8 Mart 2011

İğrenç

10 yıl arayla çekilmiş bu iki fotoğraf, bir “ayıbı” bir ‘iğrençliği” vurgulamak için birbiri ardına yerleştirilmiş ve aşağıdaki yorumlarla da desteklenmişti. Her daim, son derece sorunlu bir dil kullanarak özel bir çalışmayı hak eden Milliyet internet editörlerinin elinden çıkma bu temizlik/modernlik uyarısı şöyle diyordu:    
“Eşi Danny Moyer ve üç çocuğuyla birlikte tatil yapan Julia Roberts, plajda koltuk altı kıllarını paparazzilerle paylaşırken, akla yaklaşık 10 yıl önce İngiltere'de verdiği meşhur poz geldi. Nothing Hill filminin tanıtım kampanyası sırasında hayranlarını selamlarken koltuk altı kıllarını sergileyen Roberts, o dönemde yoğun biçimde eleştirilmişti ancak geçen zamanın pek bir şeyi değiştirmediği bu pozla kanıtlanmış oldu.”

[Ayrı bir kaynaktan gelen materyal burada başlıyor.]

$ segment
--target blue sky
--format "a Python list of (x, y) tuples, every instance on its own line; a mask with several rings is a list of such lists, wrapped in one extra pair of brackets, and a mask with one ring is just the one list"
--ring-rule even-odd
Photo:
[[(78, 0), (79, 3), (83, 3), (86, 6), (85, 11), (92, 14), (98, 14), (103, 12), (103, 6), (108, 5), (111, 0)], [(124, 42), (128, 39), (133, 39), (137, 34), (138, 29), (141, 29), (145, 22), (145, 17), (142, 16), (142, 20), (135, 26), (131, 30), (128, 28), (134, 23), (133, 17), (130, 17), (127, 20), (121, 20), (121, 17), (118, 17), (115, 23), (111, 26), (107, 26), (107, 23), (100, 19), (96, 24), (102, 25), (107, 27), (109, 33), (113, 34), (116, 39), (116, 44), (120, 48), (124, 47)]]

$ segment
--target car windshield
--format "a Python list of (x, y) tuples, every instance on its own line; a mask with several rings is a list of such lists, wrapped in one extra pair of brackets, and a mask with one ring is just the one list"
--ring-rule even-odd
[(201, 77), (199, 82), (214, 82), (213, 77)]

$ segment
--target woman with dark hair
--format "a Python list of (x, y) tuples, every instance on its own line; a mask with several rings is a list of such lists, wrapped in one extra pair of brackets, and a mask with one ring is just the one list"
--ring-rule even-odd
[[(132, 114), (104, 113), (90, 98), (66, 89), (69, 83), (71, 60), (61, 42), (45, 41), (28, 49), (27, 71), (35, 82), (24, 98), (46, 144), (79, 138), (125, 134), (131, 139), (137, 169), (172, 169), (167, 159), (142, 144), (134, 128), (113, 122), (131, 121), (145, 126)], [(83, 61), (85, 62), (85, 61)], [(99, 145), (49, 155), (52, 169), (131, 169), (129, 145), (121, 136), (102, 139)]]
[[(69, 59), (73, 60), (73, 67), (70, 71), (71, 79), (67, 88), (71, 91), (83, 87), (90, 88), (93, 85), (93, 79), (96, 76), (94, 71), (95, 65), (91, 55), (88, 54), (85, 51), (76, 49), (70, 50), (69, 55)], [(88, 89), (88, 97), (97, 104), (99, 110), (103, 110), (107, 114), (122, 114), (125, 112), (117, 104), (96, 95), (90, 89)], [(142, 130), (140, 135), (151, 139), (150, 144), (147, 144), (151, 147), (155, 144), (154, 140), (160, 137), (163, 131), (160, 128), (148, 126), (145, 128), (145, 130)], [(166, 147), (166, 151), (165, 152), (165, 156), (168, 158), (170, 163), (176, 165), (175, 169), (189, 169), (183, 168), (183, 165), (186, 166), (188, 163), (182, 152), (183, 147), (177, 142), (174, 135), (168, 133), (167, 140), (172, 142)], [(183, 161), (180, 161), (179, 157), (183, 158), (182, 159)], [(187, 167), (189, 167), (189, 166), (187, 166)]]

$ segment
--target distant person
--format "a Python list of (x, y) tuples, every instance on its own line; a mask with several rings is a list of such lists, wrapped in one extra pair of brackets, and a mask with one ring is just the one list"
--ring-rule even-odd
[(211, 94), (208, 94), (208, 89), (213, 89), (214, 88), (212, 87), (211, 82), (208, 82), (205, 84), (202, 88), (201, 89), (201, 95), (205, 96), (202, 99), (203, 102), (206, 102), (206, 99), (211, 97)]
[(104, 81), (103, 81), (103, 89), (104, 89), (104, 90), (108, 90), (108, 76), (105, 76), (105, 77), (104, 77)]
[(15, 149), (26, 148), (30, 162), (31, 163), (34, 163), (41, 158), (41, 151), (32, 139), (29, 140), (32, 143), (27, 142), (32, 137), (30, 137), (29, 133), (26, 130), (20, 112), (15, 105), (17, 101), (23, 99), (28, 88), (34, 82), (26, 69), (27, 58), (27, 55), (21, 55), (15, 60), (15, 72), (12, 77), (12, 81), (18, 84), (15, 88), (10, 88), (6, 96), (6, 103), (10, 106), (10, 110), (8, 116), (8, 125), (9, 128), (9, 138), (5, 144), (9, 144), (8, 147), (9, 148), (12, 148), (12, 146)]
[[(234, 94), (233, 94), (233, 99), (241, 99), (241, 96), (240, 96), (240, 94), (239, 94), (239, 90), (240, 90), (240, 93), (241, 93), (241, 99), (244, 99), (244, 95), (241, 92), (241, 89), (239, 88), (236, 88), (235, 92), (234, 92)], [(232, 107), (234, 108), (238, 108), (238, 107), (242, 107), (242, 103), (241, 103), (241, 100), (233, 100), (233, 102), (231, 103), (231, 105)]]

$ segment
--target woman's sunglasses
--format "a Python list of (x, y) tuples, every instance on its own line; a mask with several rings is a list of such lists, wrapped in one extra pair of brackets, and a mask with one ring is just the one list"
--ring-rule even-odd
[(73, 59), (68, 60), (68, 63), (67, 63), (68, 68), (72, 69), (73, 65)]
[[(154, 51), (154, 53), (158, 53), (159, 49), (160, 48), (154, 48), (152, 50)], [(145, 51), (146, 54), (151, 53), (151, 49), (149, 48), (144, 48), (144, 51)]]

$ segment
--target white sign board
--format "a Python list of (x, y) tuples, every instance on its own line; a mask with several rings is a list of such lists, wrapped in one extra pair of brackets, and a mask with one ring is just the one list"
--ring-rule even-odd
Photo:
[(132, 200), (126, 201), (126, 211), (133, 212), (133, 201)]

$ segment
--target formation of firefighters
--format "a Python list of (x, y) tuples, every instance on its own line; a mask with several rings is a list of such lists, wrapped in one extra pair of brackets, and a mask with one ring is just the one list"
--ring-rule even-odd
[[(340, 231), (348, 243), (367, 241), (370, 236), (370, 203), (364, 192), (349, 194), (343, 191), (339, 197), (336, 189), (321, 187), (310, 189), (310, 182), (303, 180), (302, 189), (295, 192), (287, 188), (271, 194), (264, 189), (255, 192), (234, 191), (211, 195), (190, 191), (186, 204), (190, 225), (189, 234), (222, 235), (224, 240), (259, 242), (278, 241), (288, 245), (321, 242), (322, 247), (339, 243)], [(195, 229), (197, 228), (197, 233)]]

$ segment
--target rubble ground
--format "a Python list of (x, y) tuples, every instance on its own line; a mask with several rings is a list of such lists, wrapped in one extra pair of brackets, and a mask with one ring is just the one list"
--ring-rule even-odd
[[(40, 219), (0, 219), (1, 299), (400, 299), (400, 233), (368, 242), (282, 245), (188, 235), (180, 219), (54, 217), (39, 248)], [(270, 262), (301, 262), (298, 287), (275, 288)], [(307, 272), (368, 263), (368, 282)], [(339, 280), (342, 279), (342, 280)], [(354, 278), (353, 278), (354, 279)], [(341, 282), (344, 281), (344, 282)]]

Geçtiğimiz günlerde yaşanan bu zorunlu karşılaşmayı, neyin iğrenç olduğunu tekrar düşünmek için özellikle bugün, kadınlar gününde paylaşmak istedim. Julia Kristeva’nın “Korkunun Güçleri-İğrençlik Üzerine Bir Deneme” başlıklı kitabı için Hande Öğüt’ün yazdıkları ile birlikte:
“Bedenimiz bir organizma değil, kendi atıklarıyla bir bütündü. Bir nevî akışkanlıktı ki, bu akışkanlık, kadınsı bedenle özdeşleşir. İlkellerde ve ortaçağda, henüz kartezyen bir ayrıma tabi tutulmayan beden; tüm salgılarıyla, atıklarıyla, kokusuyla, uzantılarıyla bir bütünlüktür ve saklanması gerekmez. Ancak iğrenti nesneleriyle dolu, yapış yapış bir ardalanı kabullenmeyen Avrupalı, kendisini ortaçağdan bağışık tutar ve arketipini eski Yunan ve Rönesans'ta bularak tertemiz bir geçmiş çizer kendine. İğrenti nesnelerini, tarihin karanlığına gömer, hiç kendisinin olmamış gibi. Ve utanç söylemi yaratılır; beden üzerinde kurulu bir disiplinin varlığının göstergesi olarak. Derken bir 'organizmaya' dönüştürülür beden.”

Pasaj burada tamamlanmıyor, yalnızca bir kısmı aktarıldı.